By Connie Matthiessen, Caring.com senior editor

Giving up the car keys is a major milestone in a person’s life, and it’s important not to underestimate how devastating it can be. You’ll be better prepared to help older loved ones face this life change if you know what to expect.

Emotional issues
Since driving is associated with maturity, independence, and power in our culture, it makes sense that giving it up can trigger deep fear — and resistance. For most people, relinquishing the car keys will mean:

• Loss of control and autonomy
• Increase in dependency
• Loss of ability to participate in activities they enjoy
• Increased social isolation
• Loss of the link to their past that driving provides

These aren’t irrational fears but very real concerns for seniors who can no longer drive. It’s important to try to put yourself in their place and imagine how you would manage if, for example, you couldn’t use your car for the next week. How would you buy groceries, visit friends, get to your doctors’ appointments? Now imagine being told that you could never drive again. Understanding your loved ones’ experience will help you support them as they make this difficult transition and aid you in helping them tap into resources that will make giving up driving easier.

Practical issues
Giving up the car keys is likely to create formidable practical problems–for everyone involved–concerning:

Housing. Is their current home practical and safe without a car, or will they have to move?
Shopping. Can they walk to the grocery store, or are there alternative forms of transportation available?
Physicians and other caregivers. Will they be able to get to their healthcare appointments without a car?
Community. How will they see friends, engage in activities, and pursue other interests? Do they have friends nearby?
Transportation options. What are the public transportation options available to them? Is senior transportation or paratransit available in their community? Are there relatives, neighbors, or friends who could drive them to the store or to doctors’ appointments, at a reasonable cost?

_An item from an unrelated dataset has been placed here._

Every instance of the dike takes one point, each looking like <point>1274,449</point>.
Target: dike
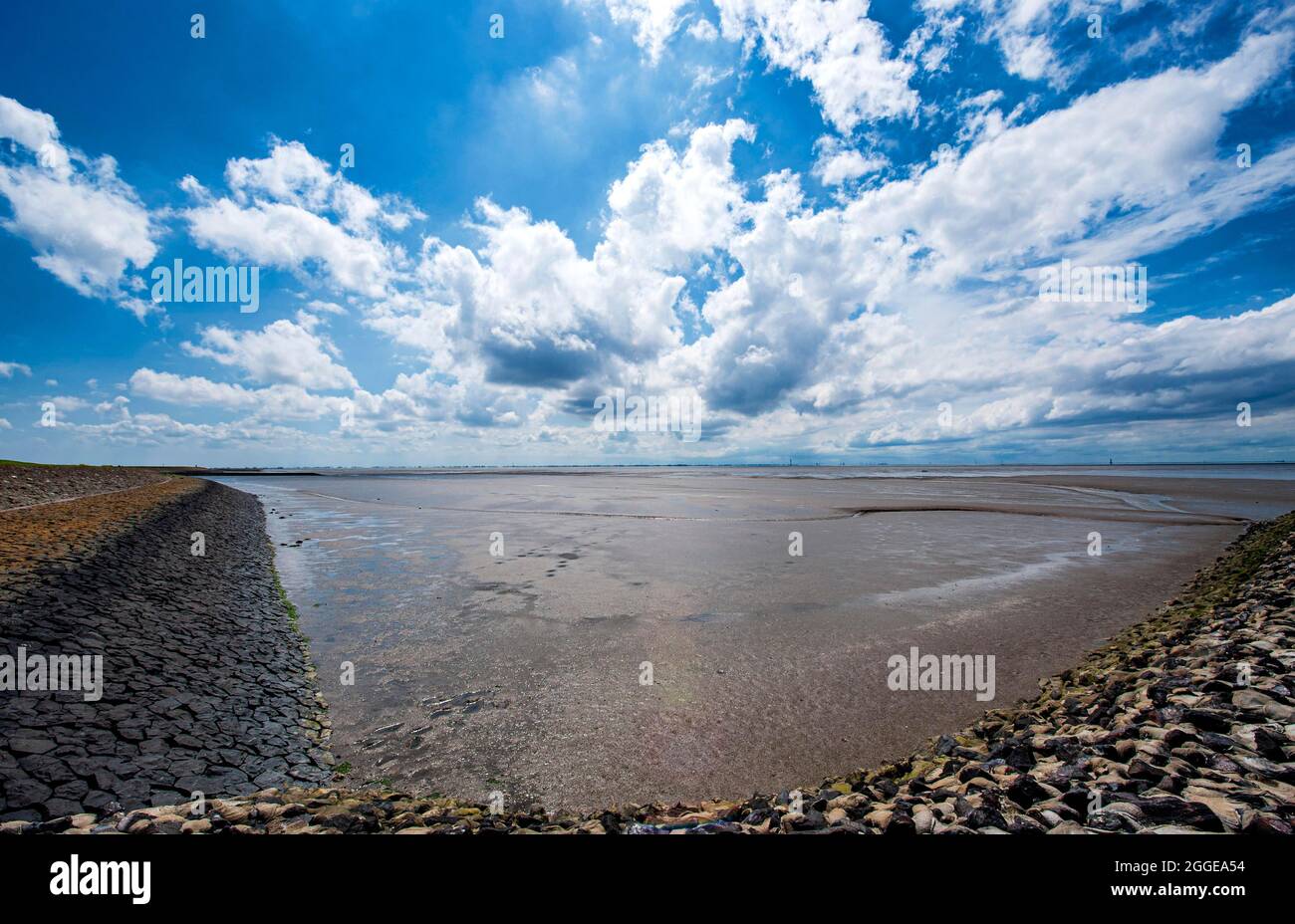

Anticipate the practical problems that giving up driving is likely to involve, and you and others who care for them will be better able to take concrete steps to address any issues.

Caring.com was created to help you care for your aging parents, grandparents, and other loved ones. As the leading destination for eldercare resources on the Internet, our mission is to give you the information and services you need to make better decisions, save time, and feel more supported. Caring.com provides the practical information, personal support, expert advice, and easy-to-use tools you need during this challenging time.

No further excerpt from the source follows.